There is a choke point in this approach, however. ClojureScript’s compiler is very straightforward in that it does very little in the way of code pruning, but instead farms that work off to the Google Closure compiler. If your target language does not have its own processing (e.g. tree-shaking) then you would need to build your own, or better yet, extend ClojureScript to do so.

The final obvious point of extension is to replace the entire pipeline up to the emission phase with your own parser.


This either a very large task (writing a language parser from scratch) or a moderately large task (modifying an existing parser).


The ClojureScript pipeline is extensible along various dimensions, but still needs some work around tooling and interfaces. Clojure’s compiler is less extensible, but certainly not impossibly so. More work is needed to provide the same experience to those wishing to tap into its pipeline. I haven’t even mentioned another approach, one taken by clojure-py. That is, you might also choose to implement the entire Clojure runtime in your target language of choice.

Regardless of the approach that you decide to take (if any), have fun, rock on, and create something amazing.


thanks to Craig Andera, Bobby Calderwood and Rich Hickey for reading a draft of this post

  1. Gilad Bracha talks eloquently about pluggable type systems in his paper “Pluggable Type Systems” at 

  2. Gilad Bracha again with Types are anti-modular

  3. Although I have the docs phase situated along a separate branch it may more appropriately serve as a tap into all branches. 

6 Comments, Comment or Ping

  1. configurator

    So what’s the greatest limitation of Haskell’s type system? I didn’t see you answer that question.

  2. Mike

    @configurator I haven’t seen Fogus’ talk either, but I’m guessing the limitation of Haskell’s type system is that it’s not optional.

  3. configurator

    @Mike it used to say “answer forthcoming”, so I thought I missed something…

  4. Just FYI, the Haskell type system is becoming slightly more optional in 7.6. I disagree with that being the biggest limitation of the type system. But if you feel that way, you can turn on deferred type errors. In many cases that will cause a Haskell program to fail “like” a strongly, dynamically typed language instead of like the strongly, statically typed language it is.

  5. Patrick Logan

    I’ve not seen this mentioned anywhere lately, so… the Stalin compiler for Scheme is a whole-program optimizer.
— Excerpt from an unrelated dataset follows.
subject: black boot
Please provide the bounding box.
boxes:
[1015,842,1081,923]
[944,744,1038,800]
It creates its own types, including union types as needed.

    Stalin also does very good lifetime analysis to reduce the amount of garbage needing collection. i.e. it will compute good places in the stack to create a heap, then objects that are determined to be born and die within that sub-stack are allocated from that heap. When the stack unwinds past that point, the entire local heap can be released in one fell swoop.

    Clojurescript being whole-programmed into Javascript for a production deployment could benefit from all kinds of analyses like these.

  6. Patrick Logan

    …oh, yeah. This would be a lot easier if the runtime were a JVM with ByteBuffers.

    Is it me, or is computing seemingky taking multiple steps backward every year?